Not only is motherhood a strange dichotomy of conflicting emotions, but a lot of it is instinctual as well. We might not be able to articulate why we feel strongly about attachment parenting or co-sleeping or breastfeeding, but we feel it in our gut.
One of those instincts is an overwhelming need to protect our child. Better known as our inner Mama Bear, we sometimes feel this sudden and impulsive surge of emotion — fierce protectiveness, along with a mix of fear, anger, frustration — courses through our veins. We don’t care who or what caused this threat or pain to our child, but we are ready to pounce. We go into attack mode, with a take-no-prisoners gleam in our eye. We are Mama Bear, hear us roar.
The first time I went all mama bear was when another parent disciplined my son for something he did to her child on the kindergarten playground. Admittedly, my son was in the wrong, but so was this woman and her couldn’t-be-totally-innocent child in my mama bear mind. Logic didn’t matter. Rationality didn’t matter. Empathy didn’t matter. None of that mattered. I was pissed. How dare someone reprimand my child? How dare they assume to know what had gone on?
The mama bear protectiveness mixed with other feelings, like embarrassment and anger at my own son for his part in the whole ordeal. I turned over his mistakes and poor decisions in my head until they became something bigger than they really were. I became convinced that I was doing a pretty shitty job. I became convinced that this other mom and her child were just another example of over-helicoptered special snowflakes. And I was utterly convinced that my son’s role in the scuffle meant he was on the path to assholery and a future that likely included a short stint in the county jail.

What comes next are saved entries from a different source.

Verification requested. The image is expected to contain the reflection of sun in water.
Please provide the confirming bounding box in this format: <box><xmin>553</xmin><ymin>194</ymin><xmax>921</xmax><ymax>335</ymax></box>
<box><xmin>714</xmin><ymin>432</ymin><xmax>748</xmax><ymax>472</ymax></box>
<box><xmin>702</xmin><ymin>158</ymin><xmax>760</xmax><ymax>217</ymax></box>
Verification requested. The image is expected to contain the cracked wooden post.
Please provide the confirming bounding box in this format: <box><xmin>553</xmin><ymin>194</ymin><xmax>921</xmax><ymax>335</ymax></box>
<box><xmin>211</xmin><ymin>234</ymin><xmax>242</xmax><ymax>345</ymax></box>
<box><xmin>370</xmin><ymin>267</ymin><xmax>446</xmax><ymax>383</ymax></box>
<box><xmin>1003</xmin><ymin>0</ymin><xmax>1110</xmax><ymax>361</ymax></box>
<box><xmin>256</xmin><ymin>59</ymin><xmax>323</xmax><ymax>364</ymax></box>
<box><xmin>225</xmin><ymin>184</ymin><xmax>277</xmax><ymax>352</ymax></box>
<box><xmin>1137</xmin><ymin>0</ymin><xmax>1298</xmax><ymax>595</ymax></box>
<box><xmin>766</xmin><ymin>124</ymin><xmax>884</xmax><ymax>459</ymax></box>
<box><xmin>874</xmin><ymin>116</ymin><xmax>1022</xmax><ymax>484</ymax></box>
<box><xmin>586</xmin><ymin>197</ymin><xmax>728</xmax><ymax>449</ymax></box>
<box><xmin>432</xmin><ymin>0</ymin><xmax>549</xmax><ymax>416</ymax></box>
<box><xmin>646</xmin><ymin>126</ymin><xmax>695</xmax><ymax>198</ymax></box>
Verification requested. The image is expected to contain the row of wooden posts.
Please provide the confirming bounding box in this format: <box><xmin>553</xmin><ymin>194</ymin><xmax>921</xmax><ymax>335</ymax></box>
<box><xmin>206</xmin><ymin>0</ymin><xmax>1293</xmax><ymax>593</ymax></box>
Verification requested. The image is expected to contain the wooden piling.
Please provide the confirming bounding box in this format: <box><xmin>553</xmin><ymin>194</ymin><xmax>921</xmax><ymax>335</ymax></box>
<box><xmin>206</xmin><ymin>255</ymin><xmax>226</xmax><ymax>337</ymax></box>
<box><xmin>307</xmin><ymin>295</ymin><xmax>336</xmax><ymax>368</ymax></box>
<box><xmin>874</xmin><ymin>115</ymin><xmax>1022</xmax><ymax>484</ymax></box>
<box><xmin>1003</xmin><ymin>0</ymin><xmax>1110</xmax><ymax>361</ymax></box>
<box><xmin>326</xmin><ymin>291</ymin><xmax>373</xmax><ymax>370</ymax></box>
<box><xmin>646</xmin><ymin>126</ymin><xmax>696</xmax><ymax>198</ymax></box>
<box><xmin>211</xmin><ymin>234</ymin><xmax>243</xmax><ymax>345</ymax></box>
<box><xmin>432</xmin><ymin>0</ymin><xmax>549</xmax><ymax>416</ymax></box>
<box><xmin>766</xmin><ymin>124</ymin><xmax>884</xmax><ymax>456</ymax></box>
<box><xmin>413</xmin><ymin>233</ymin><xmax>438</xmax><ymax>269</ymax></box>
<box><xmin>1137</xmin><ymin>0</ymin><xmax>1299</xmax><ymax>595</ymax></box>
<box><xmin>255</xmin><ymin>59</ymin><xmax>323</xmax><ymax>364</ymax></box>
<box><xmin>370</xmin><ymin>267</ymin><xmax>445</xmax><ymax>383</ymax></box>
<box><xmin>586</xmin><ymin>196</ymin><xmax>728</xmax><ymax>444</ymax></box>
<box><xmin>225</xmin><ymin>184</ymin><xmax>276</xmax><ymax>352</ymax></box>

I wanted to rush in and fix the problem. No, not just fix the problem — I wanted to make it go away entirely. I was ready to attack, but attack whom, I’m not quite sure. Mama Bear might be fierce, but she’s doesn’t always make sense. In other words, sometimes Mama Bear has her head up her ass and needs a reality check.
There’s probably some scientific or evolutionary reason parents feel the mama bear surge of fierce protectiveness, but mama-bearishness (come on, that’s totally a word!) seems to be only getting worse in this age of helicopter parenting, social media watchdogging, and parental defensiveness. Parents feel entitled to call out any kind of misbehavior, no matter how small, resting safely in the self-righteousness of parental love. “Just looking out for my child,” Mama Bears say.
Well, I call bullshit. Mama bear instincts don’t give you the right to be an asshole, especially when you’re an asshole to someone else’s kid, and mama bear feelings are sometimes nonsense delusions we’ve wound up in our own minds.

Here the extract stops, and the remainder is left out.